As I already pointed out in my comment, there is in fact a need for a transformation of the problem. The problem you ask for is not known as vertex cover, but as dominating set.
The proof then goes as follows:
We transform an instance of vertex cover $(V, E, k)$ as follows (we assume that the graph $(V,E)$ is connected). For every edge - just as the hint says - add two edges and one vertex. More precisely, for an edge $uv \in E$, add a new node $w \not\in V$ and edges $vw, wu$ to the graph. The resulting graph constitutes an instance of Coffee in the obvious way, that is, the "close-enough"-relation is represented by edges and the meeting rooms are represented by vertices. Let $(V', E', k)$ denote the instance of coffee produced by the transformation.

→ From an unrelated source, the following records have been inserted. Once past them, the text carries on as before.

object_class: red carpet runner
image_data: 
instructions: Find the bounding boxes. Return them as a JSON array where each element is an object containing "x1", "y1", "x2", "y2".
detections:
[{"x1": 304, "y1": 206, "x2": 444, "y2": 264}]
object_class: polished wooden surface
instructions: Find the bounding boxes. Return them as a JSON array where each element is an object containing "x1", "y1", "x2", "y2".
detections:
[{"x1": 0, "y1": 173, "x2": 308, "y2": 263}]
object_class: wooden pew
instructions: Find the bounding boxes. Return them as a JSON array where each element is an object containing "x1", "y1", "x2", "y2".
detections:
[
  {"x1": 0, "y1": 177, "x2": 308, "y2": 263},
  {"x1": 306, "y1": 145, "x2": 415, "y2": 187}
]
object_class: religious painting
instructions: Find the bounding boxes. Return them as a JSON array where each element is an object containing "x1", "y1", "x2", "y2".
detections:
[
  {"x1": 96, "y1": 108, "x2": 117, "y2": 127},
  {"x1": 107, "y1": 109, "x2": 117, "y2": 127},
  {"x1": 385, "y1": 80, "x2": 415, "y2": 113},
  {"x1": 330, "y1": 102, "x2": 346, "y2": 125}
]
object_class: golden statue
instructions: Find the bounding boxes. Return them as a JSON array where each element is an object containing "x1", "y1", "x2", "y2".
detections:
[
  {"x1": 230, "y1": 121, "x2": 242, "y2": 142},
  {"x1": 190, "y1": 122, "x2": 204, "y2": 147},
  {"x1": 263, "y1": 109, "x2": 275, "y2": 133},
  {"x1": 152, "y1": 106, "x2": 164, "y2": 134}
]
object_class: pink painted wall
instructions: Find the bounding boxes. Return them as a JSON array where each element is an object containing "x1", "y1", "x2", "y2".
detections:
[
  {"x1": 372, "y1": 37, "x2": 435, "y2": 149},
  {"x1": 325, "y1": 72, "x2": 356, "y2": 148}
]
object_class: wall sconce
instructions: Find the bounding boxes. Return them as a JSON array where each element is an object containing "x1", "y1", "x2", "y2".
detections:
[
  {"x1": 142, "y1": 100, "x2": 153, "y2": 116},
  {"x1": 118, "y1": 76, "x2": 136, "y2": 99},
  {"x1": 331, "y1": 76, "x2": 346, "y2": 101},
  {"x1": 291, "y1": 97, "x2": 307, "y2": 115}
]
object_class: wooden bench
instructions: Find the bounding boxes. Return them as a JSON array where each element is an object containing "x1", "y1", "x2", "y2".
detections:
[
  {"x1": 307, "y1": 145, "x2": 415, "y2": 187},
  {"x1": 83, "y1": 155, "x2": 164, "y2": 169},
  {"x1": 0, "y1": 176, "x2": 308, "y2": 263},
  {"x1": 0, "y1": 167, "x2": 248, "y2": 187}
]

We now need to show now that $(V, E)$ has a vertex cover of size $\leq k$ if and only if for $(V', E')$ it suffices to use $\leq k$ coffee machines.
"$\Rightarrow$": Let $v_1, \ldots, v_l, l \leq k$ be a vertex cover of $(V,E)$. It is clear that the same choice of nodes produces a valid choice for coffee machine placement on $(V', E')$, as we assumed $(V, E)$ to be connected.
"$\Leftarrow$": Let $v_1, \ldots, v_l, l \leq k$ be a valid choice for coffee machine placement. WLOG, assume that $\forall i \in \{1, \ldots, l\}: v_i \in V$, for if $v_s \in V' - V$ with $1 \leq s \leq l$, we can obtain another valid choice for coffee machine placement by replacing $v_s$ with $v \in V$ such that $vv_s \in E' - E$, that is, with one of the two nodes "between" which $v_s$ was inserted by the transformation. Note that these two nodes were also precisely the ones that were covered by choosing $v_s$ to have a coffee machine. By construction, there must have been an edge between the two nodes and an edge between $v_s$ and each of the two nodes. So by replacing $v_s$ with one of them, we don't shrink the set of covered nodes.
Then, $v_1, \ldots, v_l$ constitutes a vertex cover of $(V, E)$. To show this, let $uv \in E$. By construction, there is $w \in V' - V$ and $uw, wv \in E' - E$, and no other edges are incident to $w$. As $(V', E')$ covers $w$, one of $u$ or $v$ need must have been chosen as places for a coffee machine, and thus, $uv$ is incident to at least one node in $\{v_1, \ldots, v_l\}$. Thus, $v_1, \ldots, v_l$ is a vertex cover of size $l \leq k$.